When considering a new home loan or changes to your existing mortgage one of the first considerations is the interest rates on offer. But what about the future direction of interest rates? For that we need to learn about an organisation called….
The Reserve Bank of Australia (RBA) is the Central Bank 1 that controls the cash rate 2, which in part controls the interest rate charged to consumers by lending institutions for credit products including mortgages and home loans.
So, why do they do that you ask! The RBA, under charter from the Government, has the goals of maintaining a stable Australian currency, maintenance of full time employment and economic prosperity for Australians.
The RBA uses monetary policy 3 to achieve it’s various targets one being inflation – as per the RBA website ‘Controlling inflation preserves the value of money. In the long run, this is the principal way in which monetary policy can help to form a sound basis for long-term growth in the economy.‘
A little history of the RBA explains more:
In 1945 Central Banking started to emerge in Australia and was originally a role of the Commonwealth Bank of Australia when the Chifley government passed the Commonwealth Bank Bill and the Reserve Bank Bill.
At that point monetary policy was still a role of the government and in 1959 with the Reserve Bank Act monetary policy started to separate from politics and come under the guidance of the RBA which was also separated from the Commonwealth Bank.
In the 1980’s the RBA came to prominence with financial deregulation initiated by the Fraser government and furthered by the Hawke/Keating government with the floating of the dollar. The RBA came further to the fore in the boom and bust period of the Hawke/Keating era with a push for putting inflation first in terms of breaking high inflation rates via monetary policy. An official inflation target was adopted in 1993.
Until 1996 the independence of the RBA and relations between it and the government had seen turbulent times until the Treasurer, Peter Costello of the incoming Howard government, introduced the ‘Statement on the Conduct of Monetary Policy‘. The statement endorsed the banks inflation target and formally endorsed the policy independence of the RBA.
The Board of the Reserve Bank meets on the first Tuesday of the month except in January to discuss detailed accounts of domestic and international financial markets and economies. Decisions made on interest rates by the Reserve Bank Board are released the following day.
Update: As of the 5/12/2007 the RBA now releases the outcome of their monthly meeting on the same day at 2.30pm. For the first time the RBA is also releasing the minutes of the monthly meeting which are released two weeks following the meeting.
Once the RBA Board has made a decision on the whether to lower, hold or raise the cash rate this will then be reflected in it’s open market operations which is the buying and selling of securities in the nations bond markets.
Chart: Interest Rates and Inflation in Australia:
So back to our home loan, how do we know where interest rates are heading, and how much should we allow for changes in rates?

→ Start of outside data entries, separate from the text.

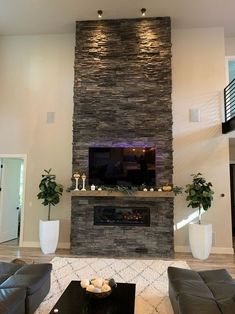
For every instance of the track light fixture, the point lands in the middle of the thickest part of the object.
(100, 12)
(143, 11)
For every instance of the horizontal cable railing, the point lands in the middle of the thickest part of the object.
(229, 100)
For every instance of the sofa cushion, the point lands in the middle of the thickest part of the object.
(215, 275)
(12, 301)
(30, 282)
(222, 290)
(192, 304)
(227, 306)
(8, 268)
(3, 278)
(193, 287)
(35, 269)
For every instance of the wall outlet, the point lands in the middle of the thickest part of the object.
(213, 239)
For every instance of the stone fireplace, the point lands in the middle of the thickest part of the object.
(121, 216)
(122, 96)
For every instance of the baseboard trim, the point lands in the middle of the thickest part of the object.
(61, 245)
(214, 250)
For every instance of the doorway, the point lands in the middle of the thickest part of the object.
(12, 186)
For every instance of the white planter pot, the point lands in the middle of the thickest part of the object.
(200, 239)
(49, 235)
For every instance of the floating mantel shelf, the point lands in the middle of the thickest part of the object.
(120, 194)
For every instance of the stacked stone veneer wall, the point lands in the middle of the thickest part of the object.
(122, 241)
(122, 93)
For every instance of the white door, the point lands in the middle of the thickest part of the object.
(9, 198)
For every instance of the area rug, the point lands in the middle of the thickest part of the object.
(150, 277)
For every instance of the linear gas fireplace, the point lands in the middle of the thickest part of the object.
(113, 215)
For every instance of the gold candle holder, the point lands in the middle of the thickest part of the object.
(76, 177)
(83, 182)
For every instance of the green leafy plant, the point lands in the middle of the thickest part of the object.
(199, 193)
(50, 191)
(177, 190)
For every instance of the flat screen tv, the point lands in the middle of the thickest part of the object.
(124, 166)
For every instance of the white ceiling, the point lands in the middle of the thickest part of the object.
(59, 16)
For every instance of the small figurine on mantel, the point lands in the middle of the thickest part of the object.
(76, 177)
(83, 182)
(92, 187)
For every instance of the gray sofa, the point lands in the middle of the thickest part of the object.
(22, 288)
(204, 292)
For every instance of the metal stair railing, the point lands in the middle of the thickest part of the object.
(229, 101)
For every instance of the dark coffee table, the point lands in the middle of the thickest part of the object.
(74, 300)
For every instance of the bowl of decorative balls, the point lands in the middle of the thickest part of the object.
(98, 288)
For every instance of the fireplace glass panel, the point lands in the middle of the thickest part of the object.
(110, 215)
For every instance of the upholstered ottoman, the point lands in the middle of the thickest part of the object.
(209, 292)
(33, 279)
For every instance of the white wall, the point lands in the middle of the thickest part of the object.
(36, 77)
(230, 46)
(198, 81)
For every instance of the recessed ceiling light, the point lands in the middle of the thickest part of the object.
(100, 12)
(143, 11)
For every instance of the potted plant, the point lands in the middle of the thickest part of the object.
(50, 193)
(200, 195)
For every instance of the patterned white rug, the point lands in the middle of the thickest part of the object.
(150, 277)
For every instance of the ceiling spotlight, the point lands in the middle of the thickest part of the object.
(100, 12)
(143, 11)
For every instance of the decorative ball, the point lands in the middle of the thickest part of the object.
(105, 288)
(90, 288)
(98, 282)
(85, 283)
(98, 288)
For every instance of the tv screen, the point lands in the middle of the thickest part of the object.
(132, 166)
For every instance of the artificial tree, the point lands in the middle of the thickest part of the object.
(199, 193)
(50, 191)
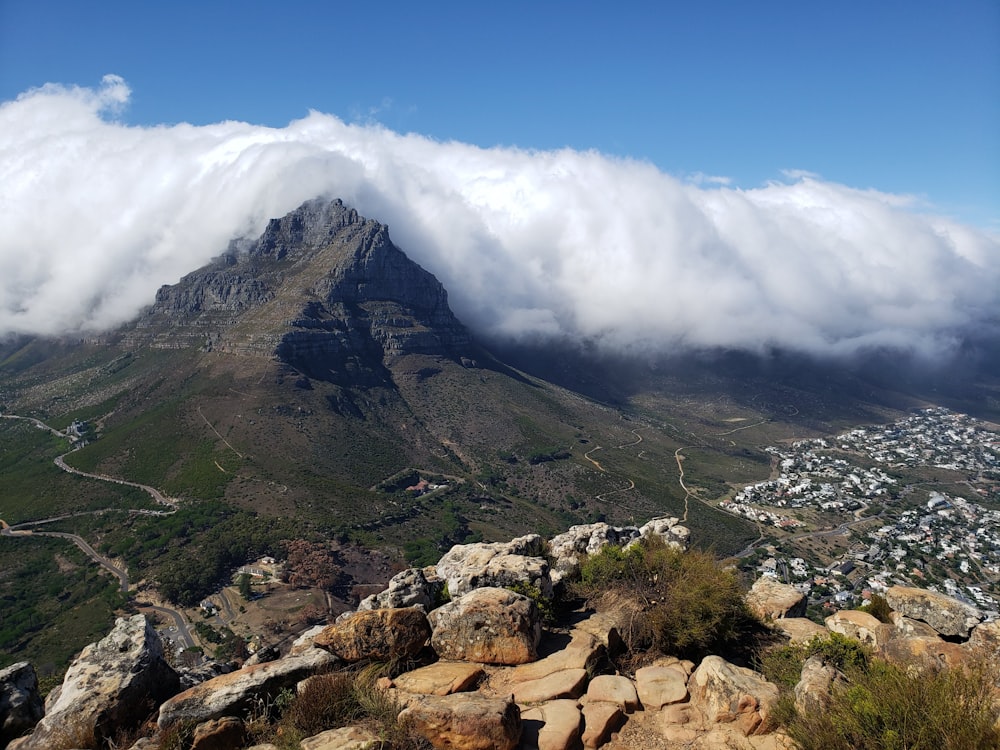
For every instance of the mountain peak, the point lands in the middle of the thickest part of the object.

For that we can look to the monthly statement on monetary policy issued by the RBA, along with taking in a wide range of opinion from various economists, to help provide a guide as to future rate expectations. As a general rule, you should have a sufficient buffer to allow for a number of interest rate rises which generally occur, as history would indicate, in .25% increments.
This is a simple overview of the RBA and it’s operations, more information and monthly statements on monetary policy visit: The Reserve Bank of Australia.

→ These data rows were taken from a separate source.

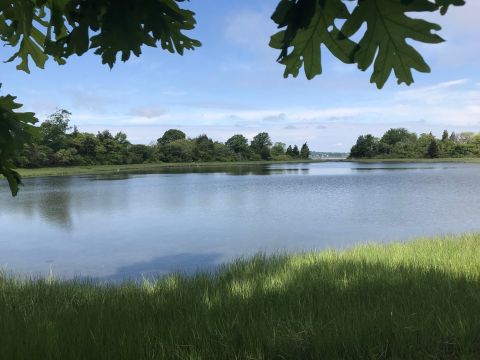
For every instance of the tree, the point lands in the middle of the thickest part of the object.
(445, 135)
(278, 149)
(260, 145)
(53, 131)
(374, 33)
(305, 151)
(366, 146)
(238, 144)
(204, 148)
(171, 135)
(295, 151)
(432, 150)
(289, 151)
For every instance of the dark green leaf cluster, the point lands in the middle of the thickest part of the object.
(60, 28)
(402, 144)
(16, 128)
(382, 26)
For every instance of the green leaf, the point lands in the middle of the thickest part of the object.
(444, 4)
(16, 130)
(384, 42)
(309, 24)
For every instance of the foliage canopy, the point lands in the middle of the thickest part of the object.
(57, 29)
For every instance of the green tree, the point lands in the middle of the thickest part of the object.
(305, 151)
(203, 148)
(366, 146)
(171, 135)
(432, 150)
(278, 149)
(39, 29)
(445, 135)
(53, 131)
(238, 144)
(295, 152)
(180, 150)
(289, 151)
(261, 144)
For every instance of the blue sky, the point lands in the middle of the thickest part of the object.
(232, 85)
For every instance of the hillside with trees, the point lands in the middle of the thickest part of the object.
(400, 144)
(56, 143)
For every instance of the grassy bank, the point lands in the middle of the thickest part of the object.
(108, 169)
(422, 160)
(417, 300)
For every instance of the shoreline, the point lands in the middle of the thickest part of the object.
(150, 167)
(337, 304)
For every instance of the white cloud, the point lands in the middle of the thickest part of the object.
(248, 28)
(148, 112)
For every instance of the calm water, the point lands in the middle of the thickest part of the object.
(127, 226)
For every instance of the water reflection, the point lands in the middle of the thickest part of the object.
(182, 263)
(118, 226)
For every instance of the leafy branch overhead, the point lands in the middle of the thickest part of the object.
(382, 26)
(16, 129)
(364, 32)
(61, 28)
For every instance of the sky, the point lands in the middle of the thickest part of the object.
(233, 85)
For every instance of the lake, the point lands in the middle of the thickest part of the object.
(129, 226)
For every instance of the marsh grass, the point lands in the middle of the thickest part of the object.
(147, 168)
(418, 300)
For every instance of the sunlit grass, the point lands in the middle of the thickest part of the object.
(149, 167)
(416, 300)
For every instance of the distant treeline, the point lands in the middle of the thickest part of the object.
(400, 143)
(57, 144)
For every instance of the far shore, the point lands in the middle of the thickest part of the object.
(152, 167)
(408, 160)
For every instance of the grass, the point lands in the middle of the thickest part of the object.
(106, 169)
(418, 300)
(421, 160)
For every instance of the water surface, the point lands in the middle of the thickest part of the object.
(114, 227)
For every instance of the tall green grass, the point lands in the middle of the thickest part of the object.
(418, 300)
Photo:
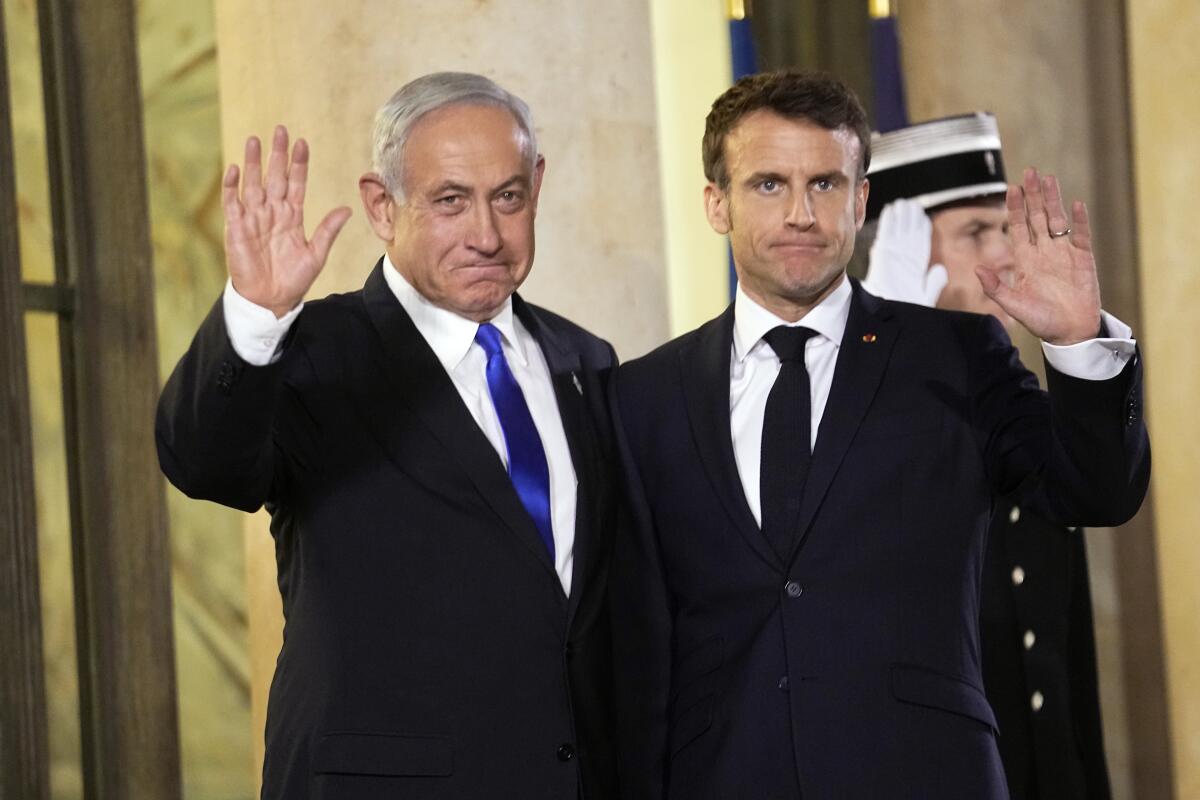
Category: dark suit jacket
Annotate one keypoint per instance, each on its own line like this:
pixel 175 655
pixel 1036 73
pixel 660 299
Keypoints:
pixel 852 668
pixel 1037 637
pixel 430 650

1. Central Banks are an interface between the economy and politics with the primary role of conducting monetary policy, in most cases by regulating the supply or price of money in the economy. An “independent central bank” is one which operates under rules designed to prevent political interference – examples include the US Federal Reserve, the Bank of England, the Bank of Japan, the Bank of Canada, the European Central Bank and the Reserve Bank of Australia.
2. Cash Rate: the rate charged on overnight loans between banks and financial intermediaries.
3. Monetary Policy: The management of the price and availability of funding for the economy’s expenditure.